1. You need to make a decision about revelation.

You need to decide if it is possible that god communicate with humans (divine revelation) or not. This is something to do with whether god is a 'personal god' - who is concerned with humans in general, and in particular.

If revelation is impossible, then knowledge of god must be inferred from the world using reason and instinct - this is the pagan position, natural religion, spontaneous religion in its various specific manifestations.

2. If you regard revelation as possible then presumably it has happened, and you need to evaluate human history on the basis of sorting-out which of the claimed revelations of god are real; and how accurate are these reported revelations.
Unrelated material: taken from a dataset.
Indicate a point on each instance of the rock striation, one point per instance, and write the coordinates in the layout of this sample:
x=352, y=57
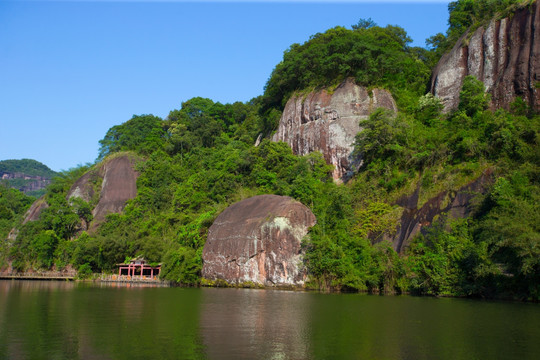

3. There are not many, three or a few more, major religions based on monotheism and revelation - how to choose?

Find out about Christianity - which is not easy because of the vast amount of disinformation, misunderstanding, and corruption. Then decide whether Christian revelation is supported by, is consistent with, the evidence - prophecies and their fulfillment, miracles etc. 

4. If you find that you want to be a Christian, then you should decisively acknowledge this fact to yourself (and others whom you trust) - don't conceal it, don't lie about it.  

At this point you have crossed the line.

By clearly acknowledging that you want to be a Christian (that you are a 'seeker') then you essentially are a Christian.

(Because of the promise that he who seeks will find: will find. A promise from God will absolutely certainly come true - because nothing can stop it.)

5. What follows is a lifelong search to understand and know and practice Christianity.

People naturally focus on this final step, step 5 - with all its worldliness, its inter-denominational struggles, failures and compromises and corruptions; but really it is step 4 that is crucial to salvation.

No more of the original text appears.